Using Propensity Score In many situations, it is desirable to analyze a cohort composed of exposure groups with very similar characteristics, as would be the case in a cohort created for a randomized control trial. As in other causal observational methods, this similarity of distributions may be achieved by first modeling the probability of being in the exposed group using the available measured characteristics for the cohort. These probabilities, the "propensity" to be exposed, are then used to weight the cohort, hopefully resulting in similar distributions of potential confounders in the exposed and unexposed groups.

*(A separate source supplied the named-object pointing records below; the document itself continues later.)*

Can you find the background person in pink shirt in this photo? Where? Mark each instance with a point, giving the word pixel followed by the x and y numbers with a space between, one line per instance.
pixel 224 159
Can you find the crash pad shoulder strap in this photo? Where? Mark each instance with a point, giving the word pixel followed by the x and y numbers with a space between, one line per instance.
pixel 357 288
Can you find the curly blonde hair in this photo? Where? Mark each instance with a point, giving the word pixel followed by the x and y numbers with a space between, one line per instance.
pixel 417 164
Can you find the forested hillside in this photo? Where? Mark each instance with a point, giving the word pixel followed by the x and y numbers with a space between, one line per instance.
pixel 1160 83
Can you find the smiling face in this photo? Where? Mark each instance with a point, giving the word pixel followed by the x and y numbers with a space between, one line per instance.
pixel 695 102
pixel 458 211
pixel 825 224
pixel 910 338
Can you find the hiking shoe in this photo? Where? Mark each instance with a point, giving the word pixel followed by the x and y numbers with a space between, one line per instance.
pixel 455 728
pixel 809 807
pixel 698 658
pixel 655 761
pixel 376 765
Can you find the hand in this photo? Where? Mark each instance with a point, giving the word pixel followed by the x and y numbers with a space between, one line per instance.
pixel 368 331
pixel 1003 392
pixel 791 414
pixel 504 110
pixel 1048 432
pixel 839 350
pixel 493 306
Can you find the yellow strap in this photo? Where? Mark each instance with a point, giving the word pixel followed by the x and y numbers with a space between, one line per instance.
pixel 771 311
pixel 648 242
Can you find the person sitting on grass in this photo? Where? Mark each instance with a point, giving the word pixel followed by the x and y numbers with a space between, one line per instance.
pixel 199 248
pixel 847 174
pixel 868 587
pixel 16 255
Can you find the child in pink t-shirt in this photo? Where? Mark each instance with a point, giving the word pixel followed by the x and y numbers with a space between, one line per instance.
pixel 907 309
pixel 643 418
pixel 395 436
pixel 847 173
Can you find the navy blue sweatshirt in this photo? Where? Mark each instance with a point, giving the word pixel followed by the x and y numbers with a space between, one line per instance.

THE D-I-D STUDY DESIGN IN ACTION

DO VBID DRUG BENEFITS AFFECT MEDICATION ADHERENCE IN PATIENTS WITH CHRONIC CONDITIONS FACING INCREASED DEDUCTIBLE COSTS? As a first step in any D-I-D analysis, it is helpful to plot a small sample of pre and post outcome values, grouped by the exposure variable to get a feel for the overall data. A small random sample of 30 individuals from the analytic cohort is shown in Figure 4. From this plot, it is clear that the majority of the cohort had relatively high adherence in 2013 and that most patients had only small alterations in adherence during the study period. The overall impression is that those in the exposed group, those with the VBID Rx plan, may be increasing adherence slightly, while those without the plan are more likely to remain stable or decrease slightly.